In our efforts to fully realize a children’s hospital we focused equally on what we would do and how we would do it.  For example, we chose as a frame for how we would achieve engagement and a super care experience child- and family-centered care and decided we would need a child-friendly environment and family support systems.  When it came to achieving reliability and super care we chose high-reliability principles and robust continuous quality improvement methods for the how .  We borrowed from the theories and philosophies of Deming and Covey, and the methods of Lean management.  We focused on how we would achieve our desired results more so on a daily basis than what those results were.   The best example of this is measuring safety behaviors and practices daily, while paying attention to the outcomes of hospital acquired conditions (e.g. days since last event) weekly.

We developed a set of high-level guiding principles: transparency, collaboration, alignment, ownership for excellence and fiscal responsibility (aka efficiency).  After reliability and engagement, efficiency has become an essential management focus today, and yet to not pay attention to how that is achieved is to lose out on reliability and engagement.

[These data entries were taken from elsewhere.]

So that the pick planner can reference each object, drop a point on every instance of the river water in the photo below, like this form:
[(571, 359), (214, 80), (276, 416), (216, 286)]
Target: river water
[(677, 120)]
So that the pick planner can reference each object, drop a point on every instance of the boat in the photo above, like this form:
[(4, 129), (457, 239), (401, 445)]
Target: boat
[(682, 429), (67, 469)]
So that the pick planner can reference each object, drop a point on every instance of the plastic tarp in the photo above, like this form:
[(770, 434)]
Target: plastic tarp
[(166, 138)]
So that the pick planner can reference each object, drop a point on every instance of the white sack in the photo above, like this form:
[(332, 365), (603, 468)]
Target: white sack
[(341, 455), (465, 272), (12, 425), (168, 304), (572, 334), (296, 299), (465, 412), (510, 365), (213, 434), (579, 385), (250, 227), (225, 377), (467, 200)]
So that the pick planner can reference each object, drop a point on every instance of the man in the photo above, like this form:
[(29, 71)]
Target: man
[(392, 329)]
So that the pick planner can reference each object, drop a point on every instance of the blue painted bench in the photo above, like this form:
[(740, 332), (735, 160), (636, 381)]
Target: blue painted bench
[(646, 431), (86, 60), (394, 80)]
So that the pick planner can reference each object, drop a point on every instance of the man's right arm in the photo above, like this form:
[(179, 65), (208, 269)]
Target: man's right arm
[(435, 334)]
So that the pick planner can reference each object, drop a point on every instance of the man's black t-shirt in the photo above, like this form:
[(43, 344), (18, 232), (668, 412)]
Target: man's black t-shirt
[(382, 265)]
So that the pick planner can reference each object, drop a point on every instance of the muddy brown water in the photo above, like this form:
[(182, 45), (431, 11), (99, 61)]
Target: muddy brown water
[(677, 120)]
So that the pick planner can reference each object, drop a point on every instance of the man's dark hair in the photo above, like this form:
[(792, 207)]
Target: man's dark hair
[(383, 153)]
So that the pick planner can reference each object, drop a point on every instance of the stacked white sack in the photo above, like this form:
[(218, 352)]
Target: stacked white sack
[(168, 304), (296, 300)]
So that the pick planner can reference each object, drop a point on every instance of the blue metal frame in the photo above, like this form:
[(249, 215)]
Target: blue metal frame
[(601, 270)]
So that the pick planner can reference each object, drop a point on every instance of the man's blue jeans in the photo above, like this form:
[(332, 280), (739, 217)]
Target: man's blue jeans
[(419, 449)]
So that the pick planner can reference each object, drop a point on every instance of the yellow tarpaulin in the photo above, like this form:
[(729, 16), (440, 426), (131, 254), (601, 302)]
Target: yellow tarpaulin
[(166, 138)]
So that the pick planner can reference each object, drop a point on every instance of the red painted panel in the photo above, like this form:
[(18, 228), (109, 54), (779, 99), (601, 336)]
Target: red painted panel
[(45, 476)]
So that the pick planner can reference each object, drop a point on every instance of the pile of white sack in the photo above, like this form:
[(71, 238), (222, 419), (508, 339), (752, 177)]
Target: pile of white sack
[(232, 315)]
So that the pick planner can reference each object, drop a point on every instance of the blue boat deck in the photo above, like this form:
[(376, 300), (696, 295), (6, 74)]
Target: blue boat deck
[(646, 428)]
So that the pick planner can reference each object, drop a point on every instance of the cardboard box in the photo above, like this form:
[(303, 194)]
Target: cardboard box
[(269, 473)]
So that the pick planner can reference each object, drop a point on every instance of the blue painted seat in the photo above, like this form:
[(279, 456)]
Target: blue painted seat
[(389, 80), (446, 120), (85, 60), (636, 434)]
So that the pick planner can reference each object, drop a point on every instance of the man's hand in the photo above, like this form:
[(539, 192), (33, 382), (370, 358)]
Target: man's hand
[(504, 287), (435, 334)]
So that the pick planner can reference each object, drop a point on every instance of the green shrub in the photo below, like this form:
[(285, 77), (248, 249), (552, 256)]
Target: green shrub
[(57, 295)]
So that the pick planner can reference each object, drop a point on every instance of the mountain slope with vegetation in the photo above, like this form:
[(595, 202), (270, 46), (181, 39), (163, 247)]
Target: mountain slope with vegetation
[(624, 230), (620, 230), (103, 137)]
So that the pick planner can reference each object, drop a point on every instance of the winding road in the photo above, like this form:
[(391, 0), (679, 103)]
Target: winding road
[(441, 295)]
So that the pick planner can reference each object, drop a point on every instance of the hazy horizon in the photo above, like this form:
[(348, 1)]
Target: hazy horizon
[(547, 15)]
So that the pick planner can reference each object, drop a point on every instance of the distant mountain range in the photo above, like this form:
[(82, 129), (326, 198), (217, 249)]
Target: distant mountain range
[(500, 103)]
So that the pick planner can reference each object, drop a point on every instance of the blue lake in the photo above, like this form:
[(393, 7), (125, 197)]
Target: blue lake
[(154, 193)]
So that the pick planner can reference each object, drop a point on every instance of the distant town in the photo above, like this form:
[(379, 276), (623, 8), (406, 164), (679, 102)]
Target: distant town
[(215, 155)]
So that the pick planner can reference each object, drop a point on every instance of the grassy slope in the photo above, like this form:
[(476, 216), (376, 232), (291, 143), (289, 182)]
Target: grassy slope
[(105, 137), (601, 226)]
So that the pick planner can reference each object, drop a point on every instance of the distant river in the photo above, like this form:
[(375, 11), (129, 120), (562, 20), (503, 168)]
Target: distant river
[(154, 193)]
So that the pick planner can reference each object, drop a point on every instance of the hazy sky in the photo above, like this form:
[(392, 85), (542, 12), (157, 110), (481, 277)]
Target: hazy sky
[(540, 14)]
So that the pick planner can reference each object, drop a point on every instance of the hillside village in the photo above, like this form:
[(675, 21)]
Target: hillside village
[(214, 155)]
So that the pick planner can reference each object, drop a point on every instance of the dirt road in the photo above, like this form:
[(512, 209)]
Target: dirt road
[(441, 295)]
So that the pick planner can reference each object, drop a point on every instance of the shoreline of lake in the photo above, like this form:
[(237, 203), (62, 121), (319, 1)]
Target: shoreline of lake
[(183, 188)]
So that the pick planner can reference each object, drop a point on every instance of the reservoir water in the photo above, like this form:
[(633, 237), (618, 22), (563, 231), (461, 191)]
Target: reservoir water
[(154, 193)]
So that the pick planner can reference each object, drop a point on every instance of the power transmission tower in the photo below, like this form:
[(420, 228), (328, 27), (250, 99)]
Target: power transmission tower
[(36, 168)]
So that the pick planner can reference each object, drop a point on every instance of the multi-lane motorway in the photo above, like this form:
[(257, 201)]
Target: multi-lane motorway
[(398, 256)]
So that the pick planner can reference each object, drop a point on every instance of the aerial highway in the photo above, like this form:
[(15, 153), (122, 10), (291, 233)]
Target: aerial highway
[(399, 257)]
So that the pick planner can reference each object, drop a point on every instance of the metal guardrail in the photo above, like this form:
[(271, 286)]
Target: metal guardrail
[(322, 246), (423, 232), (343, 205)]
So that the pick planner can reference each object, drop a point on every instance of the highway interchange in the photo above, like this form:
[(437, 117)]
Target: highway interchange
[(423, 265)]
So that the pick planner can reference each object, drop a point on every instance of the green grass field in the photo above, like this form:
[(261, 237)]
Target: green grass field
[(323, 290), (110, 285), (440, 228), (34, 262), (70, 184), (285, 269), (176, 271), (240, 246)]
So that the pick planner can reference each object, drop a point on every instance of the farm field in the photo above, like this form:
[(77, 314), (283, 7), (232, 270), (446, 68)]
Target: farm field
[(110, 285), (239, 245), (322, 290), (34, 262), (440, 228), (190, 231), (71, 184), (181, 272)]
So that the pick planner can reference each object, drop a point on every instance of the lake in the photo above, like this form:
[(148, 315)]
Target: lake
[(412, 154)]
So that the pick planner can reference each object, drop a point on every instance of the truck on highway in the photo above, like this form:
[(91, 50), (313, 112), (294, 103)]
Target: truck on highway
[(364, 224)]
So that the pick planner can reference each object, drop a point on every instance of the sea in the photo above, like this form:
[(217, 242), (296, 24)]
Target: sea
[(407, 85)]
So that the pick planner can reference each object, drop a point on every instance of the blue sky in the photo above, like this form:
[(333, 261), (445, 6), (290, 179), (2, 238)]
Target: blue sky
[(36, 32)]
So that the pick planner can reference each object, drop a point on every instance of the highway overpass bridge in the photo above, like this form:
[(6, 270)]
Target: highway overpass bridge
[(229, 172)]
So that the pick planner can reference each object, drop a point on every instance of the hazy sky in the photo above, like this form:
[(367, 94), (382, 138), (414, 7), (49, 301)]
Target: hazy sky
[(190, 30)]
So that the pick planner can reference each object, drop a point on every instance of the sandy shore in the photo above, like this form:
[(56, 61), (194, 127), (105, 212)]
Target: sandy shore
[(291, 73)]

Our strategic plan has been very successful, reaching most of our goals and milestones, and on time.  Our secret sauce comes down to disciplined improvement, relentless alignment and empowering accountability.  For a best practice conceptual frame for management we’ve used the Shingo model.

Our strategic measure of success, as well as our means to justify and secure what it would take to realize a children’s hospital, has been growth, including inpatient and outpatient, subspecialties and primary care.  We’ve realized growth through increasing our capacity through recruitment of more clinicians as well as improving the efficiency of our key processes, all along keeping front of mind that if we didn’t stick to our mantra of super care and a super supportive care experience, we wouldn’t gain the needed respect and awareness from the public.  Our growth has been consistent year to year and has exceeded our target of 10%.